Jesús recogió su premio en Teruel, el día de San Jorge de 2005. Creo que ese día apenas pudo decir nada. Yo hablé con él unos días o semanas antes del gran día. Aquella fue la última vez. Mantuvo su tono alegre, su humor fino, su entereza. Se interesó por mis cosas, me animó a seguir escribiendo. Y finalmente me mintió de la misma forma que siete años después volvería a mentirme mi amigo José Antonio en la última conversación que mantuve con él, apenas unos días antes de morir también arrollado por un largo y sinuoso cáncer. Ambos me dijeron lo mismo: que las cosas iban bien, que estaban probando un tratamiento nuevo y que las posibilidades de salir adelante eran altas, que no nos preocupásemos por nada, que todo iba a ir bien.

Jesús Moncada murió el día 13 de junio de 2005, lunes. Dos días antes, el sábado 11, presenté en el cine Goya de Caspe, junto a mi compadre José Luis Ledesma, el libro “Manuel Buenacasa Tomeo. Militancia, cultura y acción libertarias”. Llevaba muchos años detrás de Buenacasa y había hablado mucho de aquel proyecto con Jesús Moncada. Desde que solo era una idea hasta que el libro fue adquiriendo forma. Me hubiera hecho mucha ilusión haberle podido regalar un ejemplar del libro en justa, aunque descompensada, equivalencia a todos los libros que él me regaló. No pudo ser. Me hubiera gustado haber podido seguir aprendiendo de él muchos más años. Estoy seguro de que, de haber seguido con nosotros, Moncada se hubiera sentido profundamente herido ante el bárbaro tratamiento que el Partido Popular aragonés dio a su amada lengua, el catalán que hablan varias decenas de miles de aragoneses. Aunque sé que su forma de canalizar el cabreo habría sido descojonarse a gusto al descubrir que llevaba toda la vida hablando, pensando y escribiendo en el enigmático LAPAO, una lengua de cuya existencia ni siquiera tenía noticia. También estoy seguro de que se hubiera sentido profundamente dichoso ante el cambio que ha experimentado la política española en las últimas semanas.
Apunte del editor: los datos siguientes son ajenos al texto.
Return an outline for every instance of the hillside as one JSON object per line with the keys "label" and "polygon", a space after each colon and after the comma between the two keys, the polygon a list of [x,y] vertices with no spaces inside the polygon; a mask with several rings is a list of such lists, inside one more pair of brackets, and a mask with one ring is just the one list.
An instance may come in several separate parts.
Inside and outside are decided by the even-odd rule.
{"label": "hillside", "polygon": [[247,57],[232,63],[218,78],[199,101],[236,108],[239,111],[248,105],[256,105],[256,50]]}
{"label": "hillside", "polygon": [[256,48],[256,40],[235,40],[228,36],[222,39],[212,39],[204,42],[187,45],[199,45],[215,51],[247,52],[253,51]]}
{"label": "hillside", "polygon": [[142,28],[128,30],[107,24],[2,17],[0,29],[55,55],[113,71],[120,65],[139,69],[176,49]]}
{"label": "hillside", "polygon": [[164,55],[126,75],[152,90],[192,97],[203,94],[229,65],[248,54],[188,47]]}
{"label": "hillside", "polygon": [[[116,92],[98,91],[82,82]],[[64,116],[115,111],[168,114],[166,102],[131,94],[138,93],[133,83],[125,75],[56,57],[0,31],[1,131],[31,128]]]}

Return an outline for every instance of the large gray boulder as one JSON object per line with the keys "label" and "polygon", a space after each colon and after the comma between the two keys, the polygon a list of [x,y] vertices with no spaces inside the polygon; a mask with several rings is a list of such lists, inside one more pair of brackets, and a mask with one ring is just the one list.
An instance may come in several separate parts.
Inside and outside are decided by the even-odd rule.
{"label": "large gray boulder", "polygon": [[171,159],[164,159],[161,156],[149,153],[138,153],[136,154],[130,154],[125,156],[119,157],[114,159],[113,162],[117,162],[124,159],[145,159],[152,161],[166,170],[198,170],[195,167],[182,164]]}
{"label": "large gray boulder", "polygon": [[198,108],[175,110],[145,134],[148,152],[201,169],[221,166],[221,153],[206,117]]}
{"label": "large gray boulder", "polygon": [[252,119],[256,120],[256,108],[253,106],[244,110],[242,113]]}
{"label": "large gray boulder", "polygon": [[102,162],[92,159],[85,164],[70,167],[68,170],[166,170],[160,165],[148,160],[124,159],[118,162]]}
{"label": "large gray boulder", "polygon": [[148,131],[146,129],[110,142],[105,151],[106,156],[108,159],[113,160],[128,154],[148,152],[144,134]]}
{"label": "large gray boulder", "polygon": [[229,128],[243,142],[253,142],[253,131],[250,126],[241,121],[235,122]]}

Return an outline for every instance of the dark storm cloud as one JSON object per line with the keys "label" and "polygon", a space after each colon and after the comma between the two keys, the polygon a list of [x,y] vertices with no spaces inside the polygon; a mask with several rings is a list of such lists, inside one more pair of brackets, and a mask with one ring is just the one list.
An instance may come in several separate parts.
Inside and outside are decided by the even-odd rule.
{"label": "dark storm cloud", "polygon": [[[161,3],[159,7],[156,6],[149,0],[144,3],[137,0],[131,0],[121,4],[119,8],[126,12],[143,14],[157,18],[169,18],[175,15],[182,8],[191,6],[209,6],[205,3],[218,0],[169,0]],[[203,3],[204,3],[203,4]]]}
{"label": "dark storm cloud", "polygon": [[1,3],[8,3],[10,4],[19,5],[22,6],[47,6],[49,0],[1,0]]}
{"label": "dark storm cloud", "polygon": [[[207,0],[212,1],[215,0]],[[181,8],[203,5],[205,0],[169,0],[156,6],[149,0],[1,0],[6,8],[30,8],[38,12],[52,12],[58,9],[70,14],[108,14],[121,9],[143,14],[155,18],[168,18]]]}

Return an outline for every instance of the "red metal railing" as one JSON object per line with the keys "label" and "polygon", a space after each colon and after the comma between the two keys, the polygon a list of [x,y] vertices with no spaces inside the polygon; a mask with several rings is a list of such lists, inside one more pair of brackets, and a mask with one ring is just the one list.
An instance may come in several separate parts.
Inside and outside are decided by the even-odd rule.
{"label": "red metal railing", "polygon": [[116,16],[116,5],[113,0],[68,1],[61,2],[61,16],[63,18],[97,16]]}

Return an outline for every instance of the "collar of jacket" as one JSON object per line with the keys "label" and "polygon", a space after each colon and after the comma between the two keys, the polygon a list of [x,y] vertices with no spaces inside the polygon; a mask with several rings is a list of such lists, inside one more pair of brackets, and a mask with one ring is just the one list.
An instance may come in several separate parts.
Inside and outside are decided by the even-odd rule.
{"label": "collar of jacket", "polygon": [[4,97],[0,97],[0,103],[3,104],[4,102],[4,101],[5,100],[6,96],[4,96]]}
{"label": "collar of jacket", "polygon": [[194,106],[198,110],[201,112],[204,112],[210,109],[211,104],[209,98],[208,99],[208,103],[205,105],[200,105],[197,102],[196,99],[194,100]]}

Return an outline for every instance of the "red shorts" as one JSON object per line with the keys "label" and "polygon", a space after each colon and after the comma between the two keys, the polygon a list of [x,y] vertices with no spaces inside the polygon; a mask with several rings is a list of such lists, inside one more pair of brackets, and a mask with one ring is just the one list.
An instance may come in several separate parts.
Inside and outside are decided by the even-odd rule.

He admirado, y admiro, a muchos escritores. La mayoría de ellos escribieron, o escriben, en lenguas extranjeras y no tienen ninguna vinculación con mi tierra. Aun así los considero parte fundamental de mi vida. De esos escritores a los que admiro, hay dos que sí han escrito sobre mi tierra. Los dos gastan barbas de filósofo ateniense y poseen un superlativo sentido del humor. Uno es José Giménez Corbatón. El otro era Jesús Moncada. Tengo la inmensa suerte de poder decir que los dos son mis amigos. Nunca escribo sobre mi vida personal. Si he escrito este texto es porque me acuerdo muchas veces de Jesús Moncada y porque quiero homenajearle en este décimo aniversario de su muerte ofreciéndole lo más preciado que poseo: el recuerdo, un maravilloso recuerdo. Quiero, además, dejarlo por escrito para que otros puedan, a su vez, recordarlo. Por favor, que nadie vea en esta pequeña confesión un ejercicio de vanidad o de exhibicionismo fatuo. Es solo un recordatorio emocionado de su memoria. De la suya y la de todos los que se han ido marchando.